In the modern connected world, holding on to your rights as a creator can be like trying to grab onto an electric eel. You have to know what you’re doing, or your rights can slip away faster than you can grab them. You can end up the victim of the theft of intellectual property.

What are you going to do when you have to enforce your own copyright interests in a complex world? Keep reading to find out!

What is Copyright?

Copyright is a legal concept that determines who owns and controls intellectual property. It is a right granted to an entity [like a person or a corporation] to have certain control over creative works for a certain period of time.
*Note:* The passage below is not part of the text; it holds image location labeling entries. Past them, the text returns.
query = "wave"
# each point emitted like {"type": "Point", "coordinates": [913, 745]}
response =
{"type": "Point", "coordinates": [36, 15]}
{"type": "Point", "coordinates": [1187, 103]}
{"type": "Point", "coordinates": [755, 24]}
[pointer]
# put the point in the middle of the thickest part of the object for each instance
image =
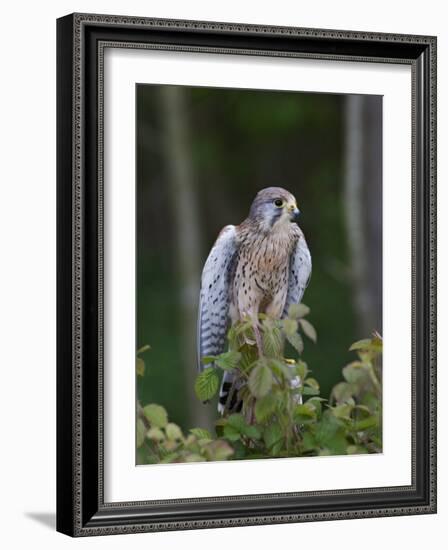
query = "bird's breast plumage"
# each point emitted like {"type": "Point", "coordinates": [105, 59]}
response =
{"type": "Point", "coordinates": [261, 271]}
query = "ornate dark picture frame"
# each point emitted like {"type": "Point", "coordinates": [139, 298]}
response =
{"type": "Point", "coordinates": [81, 39]}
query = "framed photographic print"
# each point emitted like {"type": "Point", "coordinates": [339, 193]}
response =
{"type": "Point", "coordinates": [246, 274]}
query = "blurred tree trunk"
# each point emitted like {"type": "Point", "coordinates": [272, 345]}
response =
{"type": "Point", "coordinates": [363, 207]}
{"type": "Point", "coordinates": [184, 203]}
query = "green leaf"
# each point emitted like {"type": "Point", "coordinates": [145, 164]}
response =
{"type": "Point", "coordinates": [228, 360]}
{"type": "Point", "coordinates": [155, 434]}
{"type": "Point", "coordinates": [218, 450]}
{"type": "Point", "coordinates": [310, 391]}
{"type": "Point", "coordinates": [308, 329]}
{"type": "Point", "coordinates": [141, 430]}
{"type": "Point", "coordinates": [296, 341]}
{"type": "Point", "coordinates": [343, 391]}
{"type": "Point", "coordinates": [201, 433]}
{"type": "Point", "coordinates": [355, 371]}
{"type": "Point", "coordinates": [140, 366]}
{"type": "Point", "coordinates": [366, 423]}
{"type": "Point", "coordinates": [231, 433]}
{"type": "Point", "coordinates": [281, 369]}
{"type": "Point", "coordinates": [260, 380]}
{"type": "Point", "coordinates": [355, 450]}
{"type": "Point", "coordinates": [364, 344]}
{"type": "Point", "coordinates": [312, 383]}
{"type": "Point", "coordinates": [290, 326]}
{"type": "Point", "coordinates": [237, 421]}
{"type": "Point", "coordinates": [193, 457]}
{"type": "Point", "coordinates": [301, 370]}
{"type": "Point", "coordinates": [207, 384]}
{"type": "Point", "coordinates": [143, 349]}
{"type": "Point", "coordinates": [265, 407]}
{"type": "Point", "coordinates": [272, 339]}
{"type": "Point", "coordinates": [208, 359]}
{"type": "Point", "coordinates": [252, 431]}
{"type": "Point", "coordinates": [156, 415]}
{"type": "Point", "coordinates": [173, 431]}
{"type": "Point", "coordinates": [296, 311]}
{"type": "Point", "coordinates": [304, 413]}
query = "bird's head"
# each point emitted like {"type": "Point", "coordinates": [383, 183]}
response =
{"type": "Point", "coordinates": [274, 207]}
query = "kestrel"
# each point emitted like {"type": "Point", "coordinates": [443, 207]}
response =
{"type": "Point", "coordinates": [262, 265]}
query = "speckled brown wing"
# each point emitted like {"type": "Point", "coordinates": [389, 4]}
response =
{"type": "Point", "coordinates": [214, 302]}
{"type": "Point", "coordinates": [299, 273]}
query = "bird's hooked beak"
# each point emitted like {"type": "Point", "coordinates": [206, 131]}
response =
{"type": "Point", "coordinates": [294, 212]}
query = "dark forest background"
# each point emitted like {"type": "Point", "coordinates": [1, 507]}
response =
{"type": "Point", "coordinates": [202, 155]}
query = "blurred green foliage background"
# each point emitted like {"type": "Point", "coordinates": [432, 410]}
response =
{"type": "Point", "coordinates": [222, 146]}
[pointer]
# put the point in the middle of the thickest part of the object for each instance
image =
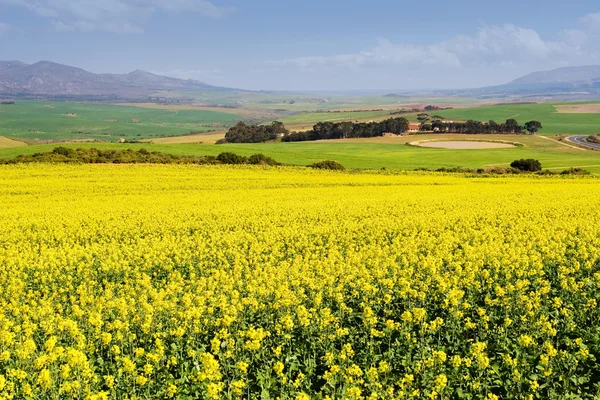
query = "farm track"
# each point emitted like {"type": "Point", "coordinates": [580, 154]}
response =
{"type": "Point", "coordinates": [582, 141]}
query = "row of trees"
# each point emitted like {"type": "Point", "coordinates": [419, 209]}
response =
{"type": "Point", "coordinates": [68, 155]}
{"type": "Point", "coordinates": [344, 130]}
{"type": "Point", "coordinates": [476, 127]}
{"type": "Point", "coordinates": [244, 133]}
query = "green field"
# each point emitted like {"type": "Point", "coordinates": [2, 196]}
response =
{"type": "Point", "coordinates": [36, 120]}
{"type": "Point", "coordinates": [311, 102]}
{"type": "Point", "coordinates": [554, 123]}
{"type": "Point", "coordinates": [373, 154]}
{"type": "Point", "coordinates": [336, 116]}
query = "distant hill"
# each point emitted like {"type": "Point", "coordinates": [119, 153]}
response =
{"type": "Point", "coordinates": [574, 75]}
{"type": "Point", "coordinates": [569, 83]}
{"type": "Point", "coordinates": [46, 79]}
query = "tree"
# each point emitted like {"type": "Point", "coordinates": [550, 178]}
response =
{"type": "Point", "coordinates": [512, 126]}
{"type": "Point", "coordinates": [533, 126]}
{"type": "Point", "coordinates": [231, 158]}
{"type": "Point", "coordinates": [328, 164]}
{"type": "Point", "coordinates": [423, 118]}
{"type": "Point", "coordinates": [528, 165]}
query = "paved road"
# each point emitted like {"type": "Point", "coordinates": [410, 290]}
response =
{"type": "Point", "coordinates": [581, 140]}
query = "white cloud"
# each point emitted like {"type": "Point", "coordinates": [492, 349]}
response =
{"type": "Point", "coordinates": [196, 74]}
{"type": "Point", "coordinates": [120, 16]}
{"type": "Point", "coordinates": [506, 45]}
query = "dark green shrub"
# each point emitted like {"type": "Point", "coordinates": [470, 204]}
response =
{"type": "Point", "coordinates": [231, 158]}
{"type": "Point", "coordinates": [575, 171]}
{"type": "Point", "coordinates": [328, 164]}
{"type": "Point", "coordinates": [64, 151]}
{"type": "Point", "coordinates": [261, 159]}
{"type": "Point", "coordinates": [528, 165]}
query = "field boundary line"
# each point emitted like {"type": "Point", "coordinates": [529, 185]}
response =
{"type": "Point", "coordinates": [564, 144]}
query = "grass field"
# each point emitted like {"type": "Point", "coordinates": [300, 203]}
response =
{"type": "Point", "coordinates": [554, 123]}
{"type": "Point", "coordinates": [391, 153]}
{"type": "Point", "coordinates": [235, 282]}
{"type": "Point", "coordinates": [334, 116]}
{"type": "Point", "coordinates": [313, 101]}
{"type": "Point", "coordinates": [35, 120]}
{"type": "Point", "coordinates": [8, 143]}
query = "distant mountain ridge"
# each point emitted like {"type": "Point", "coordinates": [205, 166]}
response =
{"type": "Point", "coordinates": [48, 79]}
{"type": "Point", "coordinates": [575, 75]}
{"type": "Point", "coordinates": [567, 83]}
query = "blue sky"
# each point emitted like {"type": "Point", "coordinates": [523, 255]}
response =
{"type": "Point", "coordinates": [308, 45]}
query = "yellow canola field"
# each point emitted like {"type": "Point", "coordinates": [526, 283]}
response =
{"type": "Point", "coordinates": [219, 282]}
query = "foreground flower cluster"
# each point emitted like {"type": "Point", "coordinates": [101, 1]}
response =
{"type": "Point", "coordinates": [249, 282]}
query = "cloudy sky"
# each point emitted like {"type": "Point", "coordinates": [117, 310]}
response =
{"type": "Point", "coordinates": [309, 44]}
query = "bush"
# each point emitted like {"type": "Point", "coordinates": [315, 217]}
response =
{"type": "Point", "coordinates": [261, 159]}
{"type": "Point", "coordinates": [575, 171]}
{"type": "Point", "coordinates": [528, 165]}
{"type": "Point", "coordinates": [64, 151]}
{"type": "Point", "coordinates": [594, 138]}
{"type": "Point", "coordinates": [328, 164]}
{"type": "Point", "coordinates": [231, 158]}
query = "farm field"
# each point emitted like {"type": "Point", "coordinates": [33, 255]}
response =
{"type": "Point", "coordinates": [554, 122]}
{"type": "Point", "coordinates": [314, 101]}
{"type": "Point", "coordinates": [375, 153]}
{"type": "Point", "coordinates": [6, 143]}
{"type": "Point", "coordinates": [43, 121]}
{"type": "Point", "coordinates": [213, 282]}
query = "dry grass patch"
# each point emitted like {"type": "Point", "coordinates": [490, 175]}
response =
{"type": "Point", "coordinates": [578, 108]}
{"type": "Point", "coordinates": [6, 143]}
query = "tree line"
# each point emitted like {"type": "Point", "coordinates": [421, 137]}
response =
{"type": "Point", "coordinates": [346, 130]}
{"type": "Point", "coordinates": [244, 133]}
{"type": "Point", "coordinates": [66, 155]}
{"type": "Point", "coordinates": [510, 126]}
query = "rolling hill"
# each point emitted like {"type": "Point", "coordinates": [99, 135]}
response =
{"type": "Point", "coordinates": [569, 83]}
{"type": "Point", "coordinates": [48, 80]}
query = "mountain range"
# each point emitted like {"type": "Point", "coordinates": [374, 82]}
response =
{"type": "Point", "coordinates": [46, 79]}
{"type": "Point", "coordinates": [49, 80]}
{"type": "Point", "coordinates": [568, 83]}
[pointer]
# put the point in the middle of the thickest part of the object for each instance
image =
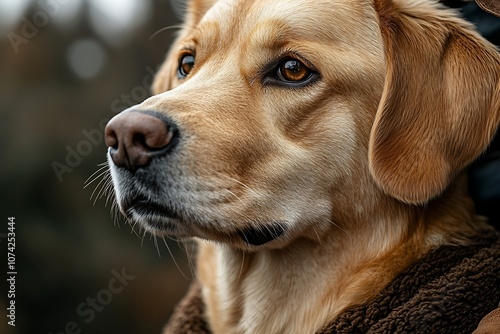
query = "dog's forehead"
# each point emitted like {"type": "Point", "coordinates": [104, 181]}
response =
{"type": "Point", "coordinates": [322, 20]}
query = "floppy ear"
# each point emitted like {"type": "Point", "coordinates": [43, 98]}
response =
{"type": "Point", "coordinates": [441, 101]}
{"type": "Point", "coordinates": [196, 9]}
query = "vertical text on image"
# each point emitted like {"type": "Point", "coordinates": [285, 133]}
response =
{"type": "Point", "coordinates": [11, 270]}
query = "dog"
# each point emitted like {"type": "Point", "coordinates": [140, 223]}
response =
{"type": "Point", "coordinates": [315, 150]}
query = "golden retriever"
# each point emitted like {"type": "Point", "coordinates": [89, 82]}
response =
{"type": "Point", "coordinates": [319, 147]}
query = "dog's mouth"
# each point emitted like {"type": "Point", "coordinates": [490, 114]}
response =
{"type": "Point", "coordinates": [164, 218]}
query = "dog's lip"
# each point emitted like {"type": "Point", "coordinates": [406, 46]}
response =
{"type": "Point", "coordinates": [144, 206]}
{"type": "Point", "coordinates": [260, 235]}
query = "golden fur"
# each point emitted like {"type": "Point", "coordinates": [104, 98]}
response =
{"type": "Point", "coordinates": [364, 166]}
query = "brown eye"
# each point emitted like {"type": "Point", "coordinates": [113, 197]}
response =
{"type": "Point", "coordinates": [186, 63]}
{"type": "Point", "coordinates": [293, 70]}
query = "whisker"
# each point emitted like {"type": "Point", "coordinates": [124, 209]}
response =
{"type": "Point", "coordinates": [89, 181]}
{"type": "Point", "coordinates": [104, 186]}
{"type": "Point", "coordinates": [173, 259]}
{"type": "Point", "coordinates": [156, 245]}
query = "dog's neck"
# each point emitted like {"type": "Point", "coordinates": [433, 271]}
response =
{"type": "Point", "coordinates": [248, 292]}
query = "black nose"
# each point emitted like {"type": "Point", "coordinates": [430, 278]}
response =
{"type": "Point", "coordinates": [135, 137]}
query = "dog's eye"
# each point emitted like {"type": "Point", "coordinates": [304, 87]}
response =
{"type": "Point", "coordinates": [293, 70]}
{"type": "Point", "coordinates": [186, 63]}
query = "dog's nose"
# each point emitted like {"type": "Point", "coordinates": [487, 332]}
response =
{"type": "Point", "coordinates": [135, 137]}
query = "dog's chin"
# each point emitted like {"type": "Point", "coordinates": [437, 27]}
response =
{"type": "Point", "coordinates": [163, 220]}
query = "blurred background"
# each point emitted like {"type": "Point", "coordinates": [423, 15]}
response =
{"type": "Point", "coordinates": [66, 67]}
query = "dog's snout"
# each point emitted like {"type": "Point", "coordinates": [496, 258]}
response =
{"type": "Point", "coordinates": [135, 137]}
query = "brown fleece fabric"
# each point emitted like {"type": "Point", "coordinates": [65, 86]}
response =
{"type": "Point", "coordinates": [490, 6]}
{"type": "Point", "coordinates": [448, 291]}
{"type": "Point", "coordinates": [490, 324]}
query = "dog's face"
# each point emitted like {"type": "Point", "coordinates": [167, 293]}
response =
{"type": "Point", "coordinates": [272, 115]}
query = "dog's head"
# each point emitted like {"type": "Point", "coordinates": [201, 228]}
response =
{"type": "Point", "coordinates": [272, 120]}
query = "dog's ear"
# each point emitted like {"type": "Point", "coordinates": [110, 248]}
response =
{"type": "Point", "coordinates": [196, 9]}
{"type": "Point", "coordinates": [441, 101]}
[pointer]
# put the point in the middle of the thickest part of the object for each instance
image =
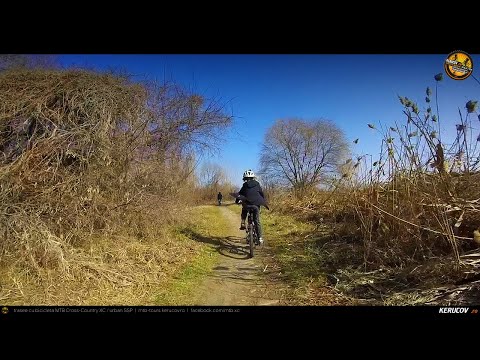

The most common type of copyright and the easiest to understand is the right of the author to retain control over the writings that they produce. If you write something, generally you own the copyright to that work. Copyrights can be transferred so that writers can be paid for the work they produce.

Copyright law extends to all types of creative content and intellectual property. Without copyrights, movies, TV, books, art and just about everything else you love about the modern world would STINK! The intellectual property theft definition is the reason creative professionals are safe to create.

You don’t have to look for intellectual property theft examples further than a major movie studio. They spend millions of dollars to make a movie and need a way to recoup the cost of creating the product. Copyrights prevent other people from legally copying or distributing the movie without the studio’s permission.

History of the Theft of Intellectual Property

Copyright laws came into effect around the end of the middle ages in Europe. Before that, there wasn’t any kind of concept of a person “owning” the intellectual property contained within a copyright. In fact, copying a book was considered a scholarly act, there were no intellectual property theft cases.

The idea of a “scribe”, or a person who could read and write, often really just meant copying a text. This word would transmute into the word esquire which means “lawyer”.

In the age before the printing press, each manuscript had to be meticulously copied by hand. It might take weeks or months for a monk to produce one manuscript!

With the invention of the printing press, humanity finally had the ability to mass produce written works. The first printing presses were used to print Bibles, but it wasn’t long after that commercial works began to be produced for sale.

Writers and publishers began to steal the popular works of other writers and sell them. In the United Kingdom, the Licensing of the Press Act 1662 was a censorship law that allowed the government to determine if anything was “seditious” or “treasonous”. This was the first step in the process of the government saying what was legal or illegal to produce in the press.

All legal books had to be brought to London and registered with the Stationer’s Company, which was authorized by the Crown to keep a list of all the books published in the country. People began suing for intellectual property theft since their work was then registered with the Crown.

In 1709, the first real copyright law was enacted in England. Known as the “Statue of Anne”, it gave anyone who applied the legal ability to profit from written works and to enforce those rights in common law court. It made it illegal to publish a book in the Kingdom without the permission of the copyright holder.

However, despite this law and similar laws in other countries, copyright laws generally ended at the border of the nation where they were created. This led to a situation where “pirate publishers” would simply produce copies of popular books written by authors in other nations.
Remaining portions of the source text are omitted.